Why is dp/dt = F even if the mass is changing, can it be derived from Newton's second law?

 

[tiny-tim]

Hi Mohammad!

Why is dp/dt = F even if the mass is changing, can it be derived from Newton's second law?

That is Newton's second law …

force = rate of change of momentum.​

We can only use "F = ma" when the mass is constant.

(constant mass is the exception )

 

[MHD93]

Newton's second law says that force is proportional to acceleration, meaning that mass is the proportionality constant

Isn't that true?

 

[olivermsun]

It doesn't really matter how you write it. The original formulation is F = dp/dt, but if mass is constant you can take it outside the derivative.

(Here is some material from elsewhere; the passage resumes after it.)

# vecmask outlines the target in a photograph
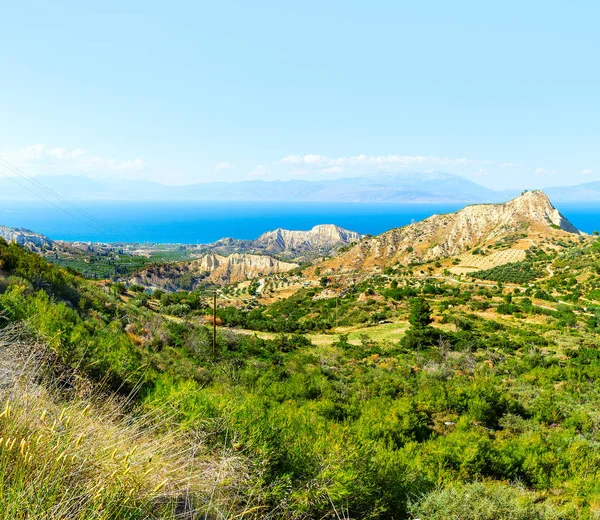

If not, then you will need to account for the momentum carried into or out of the system by the mass (change).

 

[DrBloke]

Another may of looking at it, but reiterating what the others have said, is as follows:
p=mv

F=dp/dt (Newton's second law states force equals rate of change of momentum)
F=d(mv)/dt
=mdv/dt +vdm/dt (equation 1)

if the mass is constant then the rate of change of mass, dm/dt=0 so this becomes
F=mdv/dt
=ma (equation 2)

 

[dextercioby]

Why is dp/dt = F even if the mass is changing, can it be derived from Newton's second law?

As others may have stated, dp/dt = F_net IS the mathematical form of the 2nd law, thus it can't be derived from itself.